The recently released Google Drive doesn't have a built-in capability to assign a drive letter (i.e. F:) to it's content, so people will be able to access the Drive using "My Computer" on Windows based machines.
In fact, thanks to old friend - the "substs" command from MS-DOS times, it's very easy to fix. This command-line utility exists since MS-DOS era (20 years ago!) and it's still included and works in Windows XP, Windows Vista and Windows 7 machines.
subst [drive1: Path]
Real-life Windows XP based example:
subst f: "C:\Documents and Settings\Vadim Solovey\My Documents\Google Drive"
That's all it takes, really. Go to your My Computer, you'll see a new drive letter (F: in my example) pointing to your Google Drive's content.
You can run subst command without parameters to see what drive letters are assigned to what paths.

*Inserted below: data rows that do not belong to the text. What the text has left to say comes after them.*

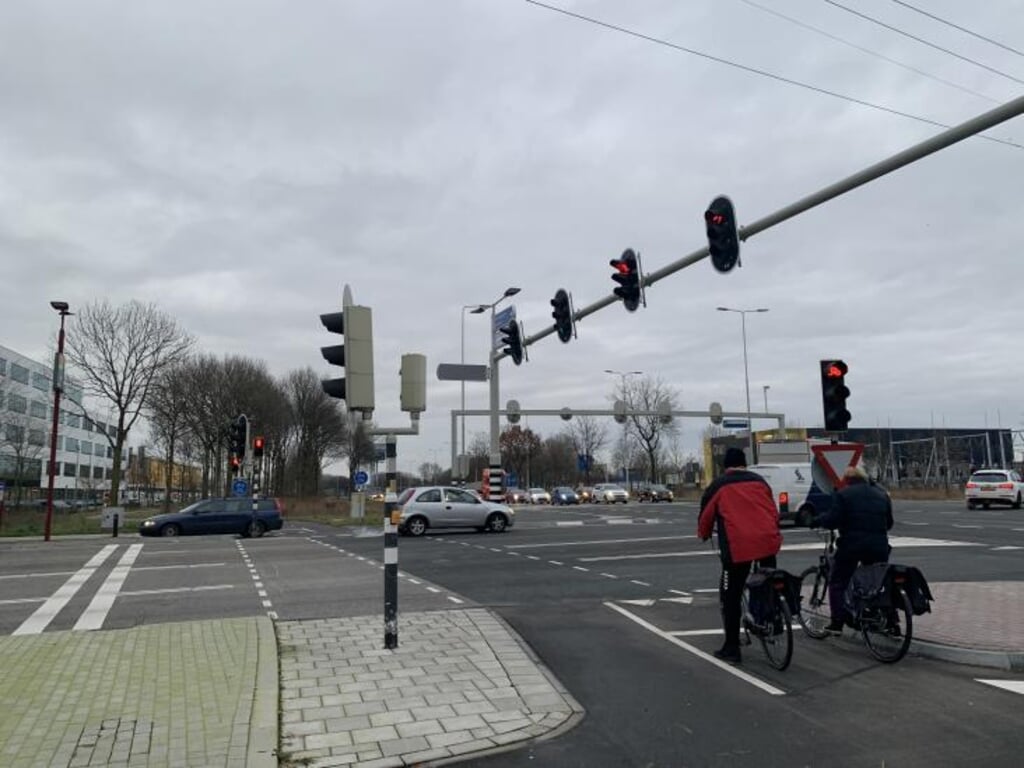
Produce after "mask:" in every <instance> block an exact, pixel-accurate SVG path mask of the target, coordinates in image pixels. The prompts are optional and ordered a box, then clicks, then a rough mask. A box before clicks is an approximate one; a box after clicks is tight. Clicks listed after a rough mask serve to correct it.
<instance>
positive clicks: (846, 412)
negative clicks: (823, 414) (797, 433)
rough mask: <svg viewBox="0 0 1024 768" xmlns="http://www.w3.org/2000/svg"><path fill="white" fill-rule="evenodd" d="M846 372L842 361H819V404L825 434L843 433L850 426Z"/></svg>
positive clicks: (844, 367)
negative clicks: (846, 381)
mask: <svg viewBox="0 0 1024 768" xmlns="http://www.w3.org/2000/svg"><path fill="white" fill-rule="evenodd" d="M848 370H849V369H848V368H847V365H846V364H845V362H844V361H843V360H821V402H822V404H823V406H824V414H825V431H826V432H843V431H845V430H846V429H847V428H848V427H849V425H850V412H849V411H847V410H846V398H847V397H849V396H850V390H849V388H848V387H847V386H846V373H847V371H848Z"/></svg>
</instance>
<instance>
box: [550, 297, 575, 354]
mask: <svg viewBox="0 0 1024 768" xmlns="http://www.w3.org/2000/svg"><path fill="white" fill-rule="evenodd" d="M551 306H553V307H554V308H555V311H553V312H552V313H551V316H552V317H554V318H555V332H556V333H557V334H558V338H559V339H561V340H562V341H563V342H565V343H568V342H569V341H570V340H571V339H572V332H573V328H572V298H571V297H570V296H569V295H568V293H567V292H566V291H565V289H564V288H559V289H558V290H557V291H556V292H555V298H553V299H552V300H551Z"/></svg>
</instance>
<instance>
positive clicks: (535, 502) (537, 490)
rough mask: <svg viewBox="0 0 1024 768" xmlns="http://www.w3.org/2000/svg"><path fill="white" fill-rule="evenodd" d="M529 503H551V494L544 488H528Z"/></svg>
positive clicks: (544, 503)
mask: <svg viewBox="0 0 1024 768" xmlns="http://www.w3.org/2000/svg"><path fill="white" fill-rule="evenodd" d="M529 503H530V504H551V494H549V493H548V492H547V490H545V489H544V488H530V489H529Z"/></svg>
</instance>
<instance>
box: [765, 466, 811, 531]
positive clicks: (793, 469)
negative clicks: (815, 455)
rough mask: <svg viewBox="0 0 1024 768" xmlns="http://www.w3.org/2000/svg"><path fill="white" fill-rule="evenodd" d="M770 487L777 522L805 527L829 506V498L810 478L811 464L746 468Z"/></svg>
mask: <svg viewBox="0 0 1024 768" xmlns="http://www.w3.org/2000/svg"><path fill="white" fill-rule="evenodd" d="M748 469H749V470H750V471H751V472H757V473H758V474H759V475H761V476H762V477H764V478H765V480H767V481H768V484H769V485H771V490H772V496H773V497H775V505H776V506H777V507H778V520H779V522H783V521H790V522H792V523H793V524H794V525H795V526H798V527H807V526H808V525H810V524H811V520H813V519H814V516H815V515H819V514H821V513H822V512H824V511H825V510H827V509H828V508H829V507H831V495H830V494H827V493H825V492H823V490H822V489H821V488H819V487H818V484H817V483H816V482H814V477H813V476H812V475H811V463H810V462H802V463H794V464H755V465H753V466H750V467H748Z"/></svg>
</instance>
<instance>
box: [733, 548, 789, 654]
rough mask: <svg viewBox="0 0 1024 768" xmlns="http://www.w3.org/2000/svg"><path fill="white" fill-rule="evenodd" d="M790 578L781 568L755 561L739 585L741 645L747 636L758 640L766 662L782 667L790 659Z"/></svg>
mask: <svg viewBox="0 0 1024 768" xmlns="http://www.w3.org/2000/svg"><path fill="white" fill-rule="evenodd" d="M794 580H796V577H794V575H793V574H791V573H786V572H785V571H784V570H782V569H781V568H761V567H760V566H759V565H758V563H757V562H755V563H754V565H753V566H752V568H751V575H750V578H749V579H748V580H746V584H745V585H744V587H743V596H742V625H741V626H742V628H743V637H744V640H745V642H744V644H745V645H752V644H753V640H752V639H751V636H752V635H753V636H754V637H756V638H758V639H759V640H760V641H761V647H762V648H764V651H765V656H767V658H768V664H770V665H771V666H772V667H774V668H775V669H776V670H784V669H785V668H786V667H788V666H790V662H792V660H793V611H792V610H791V608H790V598H788V597H787V593H788V594H792V591H793V590H794Z"/></svg>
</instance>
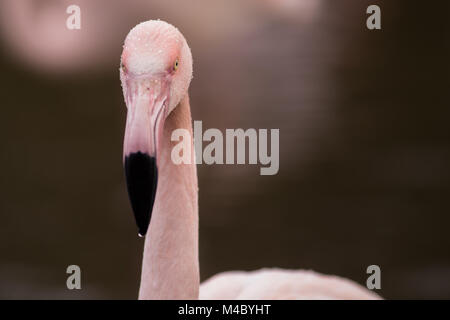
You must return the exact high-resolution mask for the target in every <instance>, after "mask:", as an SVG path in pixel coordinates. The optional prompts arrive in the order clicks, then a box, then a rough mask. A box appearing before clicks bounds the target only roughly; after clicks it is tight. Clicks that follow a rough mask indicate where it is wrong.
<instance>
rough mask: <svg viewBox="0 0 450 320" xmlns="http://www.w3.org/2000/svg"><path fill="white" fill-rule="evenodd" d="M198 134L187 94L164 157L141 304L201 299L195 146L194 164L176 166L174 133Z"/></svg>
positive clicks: (151, 222)
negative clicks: (148, 301)
mask: <svg viewBox="0 0 450 320" xmlns="http://www.w3.org/2000/svg"><path fill="white" fill-rule="evenodd" d="M178 128H183V129H186V130H188V131H189V133H190V135H191V137H193V135H192V121H191V113H190V107H189V98H188V96H187V95H186V97H185V98H184V99H182V101H181V102H180V104H179V105H178V106H177V107H176V108H175V109H174V110H173V111H172V112H171V113H170V114H169V116H168V117H167V119H166V122H165V124H164V133H163V137H162V141H161V146H160V150H159V155H158V176H159V177H158V189H157V193H156V199H155V203H154V207H153V213H152V218H151V221H150V226H149V230H148V233H147V237H146V239H145V247H144V256H143V263H142V275H141V287H140V290H139V298H140V299H198V290H199V283H200V280H199V262H198V187H197V171H196V167H195V158H194V147H193V145H192V140H193V139H191V155H192V161H191V164H180V165H176V164H174V163H173V162H172V160H171V151H172V148H173V146H174V145H175V144H176V143H178V142H172V141H171V139H170V137H171V135H172V132H173V130H175V129H178Z"/></svg>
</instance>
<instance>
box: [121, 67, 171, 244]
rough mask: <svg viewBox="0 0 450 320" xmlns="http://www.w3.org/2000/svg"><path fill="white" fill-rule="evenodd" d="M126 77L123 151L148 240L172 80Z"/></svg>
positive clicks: (132, 200) (132, 76) (139, 226)
mask: <svg viewBox="0 0 450 320" xmlns="http://www.w3.org/2000/svg"><path fill="white" fill-rule="evenodd" d="M124 77H125V78H126V79H125V81H126V90H125V92H126V97H125V101H126V104H127V108H128V112H127V122H126V129H125V139H124V149H123V155H124V167H125V175H126V181H127V188H128V195H129V198H130V202H131V206H132V209H133V213H134V216H135V219H136V223H137V226H138V229H139V235H140V236H144V235H145V234H146V233H147V230H148V226H149V223H150V218H151V213H152V209H153V204H154V201H155V197H156V190H157V182H158V167H157V159H158V157H157V155H158V146H159V145H160V139H161V135H162V129H163V125H164V120H165V118H166V113H167V107H166V106H167V105H168V103H169V101H168V99H169V92H170V90H169V80H168V79H167V77H165V76H164V75H161V76H156V77H155V76H153V77H149V76H145V75H143V76H129V75H124Z"/></svg>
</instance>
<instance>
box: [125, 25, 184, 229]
mask: <svg viewBox="0 0 450 320" xmlns="http://www.w3.org/2000/svg"><path fill="white" fill-rule="evenodd" d="M191 78H192V55H191V50H190V49H189V46H188V44H187V42H186V40H185V38H184V37H183V35H182V34H181V33H180V32H179V31H178V29H177V28H175V27H174V26H172V25H170V24H168V23H166V22H163V21H159V20H158V21H155V20H150V21H146V22H143V23H140V24H138V25H137V26H135V27H134V28H133V29H132V30H131V31H130V32H129V33H128V35H127V37H126V39H125V44H124V46H123V52H122V56H121V64H120V80H121V82H122V89H123V95H124V98H125V103H126V106H127V121H126V129H125V139H124V150H123V151H124V154H123V156H124V167H125V176H126V180H127V189H128V195H129V198H130V202H131V206H132V209H133V213H134V216H135V219H136V223H137V226H138V229H139V235H140V236H144V235H145V234H146V233H147V229H148V226H149V223H150V218H151V213H152V209H153V204H154V201H155V195H156V188H157V183H158V166H157V154H158V148H159V145H160V139H161V135H162V128H163V126H164V121H165V119H166V117H167V115H168V114H169V113H170V112H171V111H172V110H173V109H175V107H176V106H177V105H178V104H179V103H180V101H181V100H182V99H183V97H184V96H185V95H186V94H187V90H188V87H189V83H190V81H191Z"/></svg>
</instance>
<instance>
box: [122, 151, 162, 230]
mask: <svg viewBox="0 0 450 320" xmlns="http://www.w3.org/2000/svg"><path fill="white" fill-rule="evenodd" d="M125 177H126V181H127V189H128V196H129V198H130V202H131V207H132V209H133V213H134V217H135V219H136V224H137V227H138V230H139V236H140V237H144V236H145V235H146V233H147V230H148V227H149V224H150V219H151V215H152V209H153V204H154V202H155V195H156V187H157V184H158V171H157V167H156V158H155V157H152V156H150V155H149V154H147V153H142V152H136V153H130V154H129V155H127V156H125Z"/></svg>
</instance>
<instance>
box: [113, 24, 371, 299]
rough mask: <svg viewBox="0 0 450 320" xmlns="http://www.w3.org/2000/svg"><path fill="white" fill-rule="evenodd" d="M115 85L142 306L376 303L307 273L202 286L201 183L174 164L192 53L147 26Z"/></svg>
mask: <svg viewBox="0 0 450 320" xmlns="http://www.w3.org/2000/svg"><path fill="white" fill-rule="evenodd" d="M120 79H121V83H122V89H123V94H124V98H125V103H126V106H127V120H126V129H125V138H124V154H123V161H124V167H125V176H126V182H127V189H128V194H129V198H130V202H131V206H132V209H133V213H134V216H135V220H136V223H137V227H138V230H139V235H140V236H146V237H145V245H144V253H143V262H142V274H141V285H140V289H139V299H199V298H200V299H379V298H380V297H379V296H378V295H377V294H375V293H373V292H371V291H369V290H367V289H365V288H363V287H362V286H360V285H358V284H356V283H355V282H353V281H351V280H347V279H343V278H340V277H336V276H328V275H322V274H319V273H315V272H313V271H305V270H281V269H261V270H257V271H252V272H243V271H231V272H224V273H220V274H218V275H215V276H213V277H212V278H210V279H209V280H207V281H206V282H204V283H203V284H202V285H200V276H199V257H198V183H197V171H196V165H195V159H194V158H195V153H194V149H193V143H192V139H191V141H190V146H191V151H192V152H191V161H190V163H187V164H186V163H182V164H174V163H173V161H172V160H171V150H172V147H173V146H174V145H175V142H173V141H171V134H172V132H173V131H174V130H176V129H185V130H187V131H188V132H189V133H190V135H191V137H192V124H191V123H192V121H191V112H190V104H189V95H188V88H189V84H190V81H191V79H192V55H191V50H190V48H189V46H188V44H187V42H186V40H185V38H184V37H183V35H182V34H181V33H180V32H179V31H178V29H177V28H175V27H174V26H172V25H170V24H168V23H166V22H163V21H160V20H157V21H155V20H150V21H147V22H143V23H140V24H138V25H137V26H135V27H134V28H133V29H132V30H131V31H130V32H129V34H128V35H127V37H126V39H125V43H124V47H123V52H122V56H121V67H120Z"/></svg>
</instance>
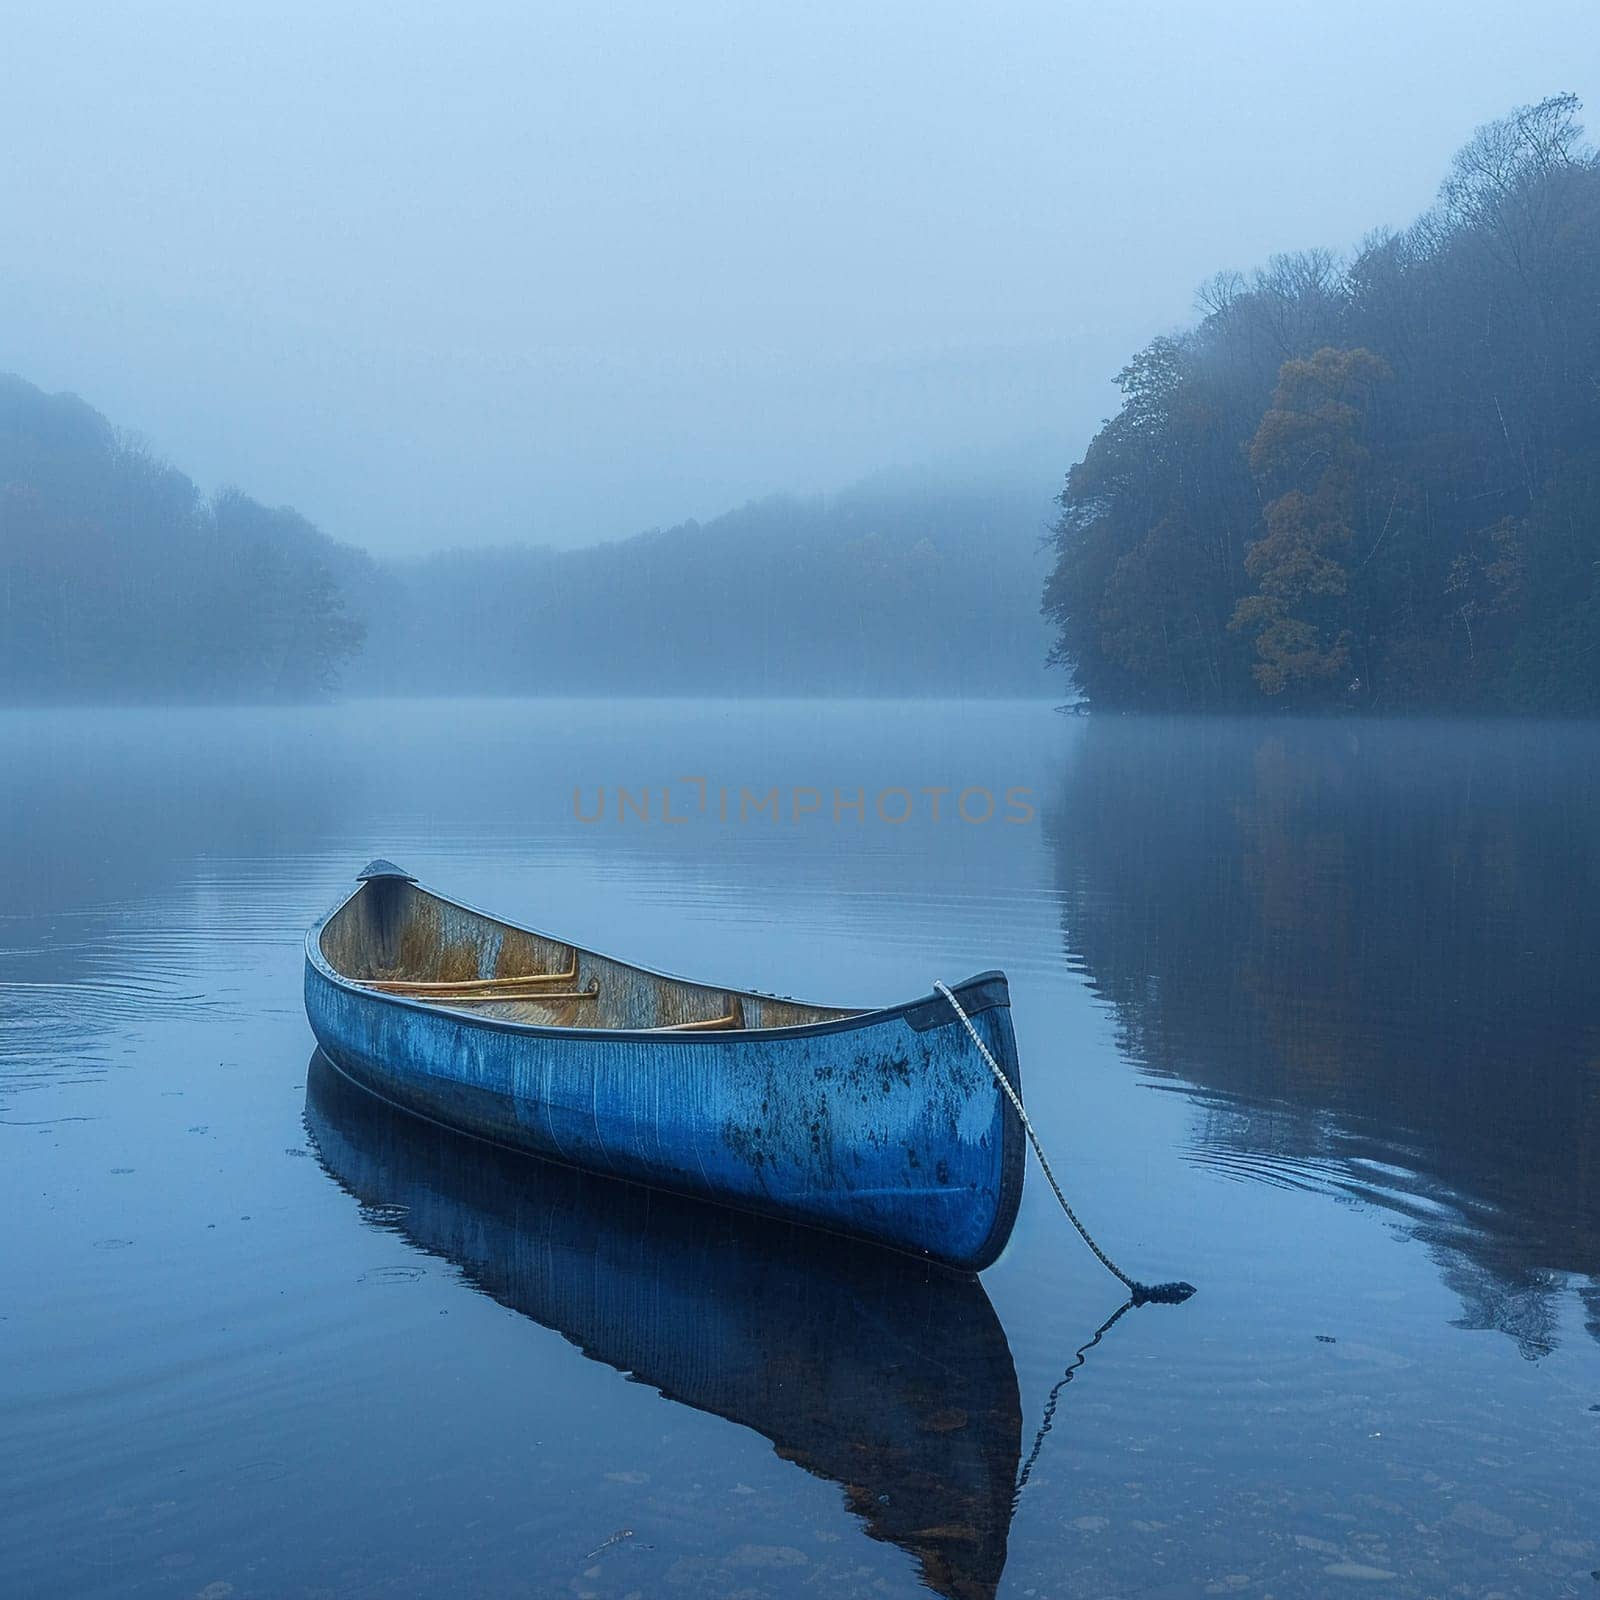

As well, the /d parameter deleted a drive letter (it doesn't touch the content of your Google Drive, off course).
If you really hate messing with command line, you can use Visual Subst which does the same thing exactly (actually, it's a GUI which runs the same subst command under the hood).
IMPORTANT - The subst will work until you restart your PC. After the restart, the drive letter will disappear. You'll need to create a .cmd file with your subst command and put it in to the startup folder of your Windows installation to re-create it each time you're restarting.